Integrability conditions between the first and second Cosserat deformation tensor in geometrically nonlinear micropolar models and existence of minimizers

TL;DR

This paper extends integrability conditions linking the first and second Cosserat deformation tensors in nonlinear micropolar models, introduces a new energy formulation, and proves the existence of minimizers under weak assumptions.

Contribution

It provides a novel connection between the first and second Cosserat deformation tensors and establishes existence results for minimizers in a new nonlinear Cosserat energy model.

Findings

Derived integrability conditions for non-symmetric deformation tensors.

Showed that the first and second Cosserat tensors cannot be prescribed independently.

Proved existence of minimizers under weak constitutive assumptions.

Abstract

In this note we extend integrability conditions for the symmetric stretch tensor $U$ in the polar decomposition of the deformation gradient $\nabla\varphi=F=R\,U$ to the non-symmetric case. In doing so we recover integrability conditions for the first Cosserat deformation tensor.
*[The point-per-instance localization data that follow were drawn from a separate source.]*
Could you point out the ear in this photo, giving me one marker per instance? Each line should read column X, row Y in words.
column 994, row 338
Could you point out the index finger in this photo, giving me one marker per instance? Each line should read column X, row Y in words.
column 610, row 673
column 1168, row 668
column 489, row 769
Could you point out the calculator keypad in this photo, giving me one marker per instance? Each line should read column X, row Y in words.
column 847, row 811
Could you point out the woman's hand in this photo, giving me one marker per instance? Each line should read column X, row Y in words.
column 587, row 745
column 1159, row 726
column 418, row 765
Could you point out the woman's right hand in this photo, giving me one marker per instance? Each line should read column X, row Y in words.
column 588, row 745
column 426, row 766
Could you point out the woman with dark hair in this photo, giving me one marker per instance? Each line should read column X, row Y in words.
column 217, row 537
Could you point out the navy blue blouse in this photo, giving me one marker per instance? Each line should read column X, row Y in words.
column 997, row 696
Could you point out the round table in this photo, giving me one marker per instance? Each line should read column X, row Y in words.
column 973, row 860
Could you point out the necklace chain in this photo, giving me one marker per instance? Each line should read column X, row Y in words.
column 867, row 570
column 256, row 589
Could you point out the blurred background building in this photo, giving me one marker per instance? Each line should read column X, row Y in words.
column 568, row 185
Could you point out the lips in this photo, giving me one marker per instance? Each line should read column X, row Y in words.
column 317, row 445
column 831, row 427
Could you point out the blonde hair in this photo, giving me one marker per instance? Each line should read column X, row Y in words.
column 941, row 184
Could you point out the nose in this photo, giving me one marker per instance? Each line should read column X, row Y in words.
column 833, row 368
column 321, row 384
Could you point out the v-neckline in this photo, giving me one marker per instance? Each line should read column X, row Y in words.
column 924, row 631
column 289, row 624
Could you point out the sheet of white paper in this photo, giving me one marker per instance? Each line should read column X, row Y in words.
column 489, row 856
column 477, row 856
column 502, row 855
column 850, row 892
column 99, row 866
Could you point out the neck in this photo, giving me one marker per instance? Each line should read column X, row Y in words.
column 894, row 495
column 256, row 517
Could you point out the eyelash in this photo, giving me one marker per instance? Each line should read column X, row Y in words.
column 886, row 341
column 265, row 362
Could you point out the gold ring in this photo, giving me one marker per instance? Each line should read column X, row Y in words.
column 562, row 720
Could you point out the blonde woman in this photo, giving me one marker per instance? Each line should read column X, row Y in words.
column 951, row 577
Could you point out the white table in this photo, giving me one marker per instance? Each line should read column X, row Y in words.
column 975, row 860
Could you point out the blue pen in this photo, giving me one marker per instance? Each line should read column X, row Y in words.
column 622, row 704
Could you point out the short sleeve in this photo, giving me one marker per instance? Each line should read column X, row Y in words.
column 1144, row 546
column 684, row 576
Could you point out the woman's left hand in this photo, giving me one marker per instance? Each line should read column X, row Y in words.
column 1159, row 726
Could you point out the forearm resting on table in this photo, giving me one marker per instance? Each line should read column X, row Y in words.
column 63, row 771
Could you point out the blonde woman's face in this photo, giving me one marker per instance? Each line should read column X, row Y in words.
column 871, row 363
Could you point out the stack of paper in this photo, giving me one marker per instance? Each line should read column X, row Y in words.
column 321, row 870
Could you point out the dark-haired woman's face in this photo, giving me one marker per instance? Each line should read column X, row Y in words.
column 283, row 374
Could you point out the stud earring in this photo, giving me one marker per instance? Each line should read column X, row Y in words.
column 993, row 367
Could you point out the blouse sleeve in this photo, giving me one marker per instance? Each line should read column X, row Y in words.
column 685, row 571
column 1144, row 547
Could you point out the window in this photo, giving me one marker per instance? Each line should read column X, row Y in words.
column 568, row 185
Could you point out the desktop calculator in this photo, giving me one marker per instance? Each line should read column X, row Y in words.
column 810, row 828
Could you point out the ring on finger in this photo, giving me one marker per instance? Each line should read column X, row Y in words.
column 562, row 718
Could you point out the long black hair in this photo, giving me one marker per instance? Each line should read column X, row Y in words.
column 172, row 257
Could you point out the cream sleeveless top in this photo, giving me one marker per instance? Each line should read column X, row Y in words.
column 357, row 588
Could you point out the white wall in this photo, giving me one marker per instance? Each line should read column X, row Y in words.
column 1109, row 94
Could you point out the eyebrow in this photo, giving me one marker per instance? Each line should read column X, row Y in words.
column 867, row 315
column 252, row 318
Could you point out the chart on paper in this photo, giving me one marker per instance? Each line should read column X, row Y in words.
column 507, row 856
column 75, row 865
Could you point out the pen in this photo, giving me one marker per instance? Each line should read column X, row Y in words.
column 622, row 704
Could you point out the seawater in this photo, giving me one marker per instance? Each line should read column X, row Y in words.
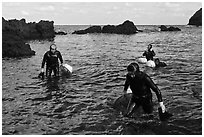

Let $F=\bar R\,\bar U$ with $\bar R:\Omega\subset\mathbb{R}^3\longrightarrow\mathrm{SO}(3)$ and $\bar U:\Omega\subset\mathbb{R}^3\longrightarrow \mathrm{GL}(3)$. Then $\mathfrak{K}:={\bar R}^T\mathrm{Grad}\,{\bar R}=\mathrm{Anti}\Big( \frac{1}{\mathrm{det} \bar U}\Big[\bar U(\mathrm{Curl} \bar U)^T-\frac{1}{2} \mathrm{tr}(\bar U(\mathrm{Curl} \bar U)^T) 1\!\!1 \Big]\bar U\Big),$ giving a connection between the first Cosserat deformation tensor $\bar U$ and the second Cosserat tensor ${\mathfrak{K}}$. (Here, Anti denotes an isomorphism between $\mathbb{R}^{3\times 3}$ and $\mathfrak{So}(3):=\{\,\mathfrak{A}\in\mathbb{R}^{3\times 3\times 3}\,|\,\mathfrak{A}.u\in\mathfrak{so}(3)\;\forall u\in \mathbb{R}^3\}$.) The formula shows that it is not possible to prescribe $\bar U$ and $\mathfrak{K}$ independent from each other. We also propose a new energy formulation of geometrically nonlinear Cosserat models which completely separate the effects of nonsymmetric straining and curvature. For very weak constitutive assumptions (no direct boundary condition on rotations, zero Cosserat couple modulus, quadratic curvature energy) we show existence of minimizers in Sobolev-spaces.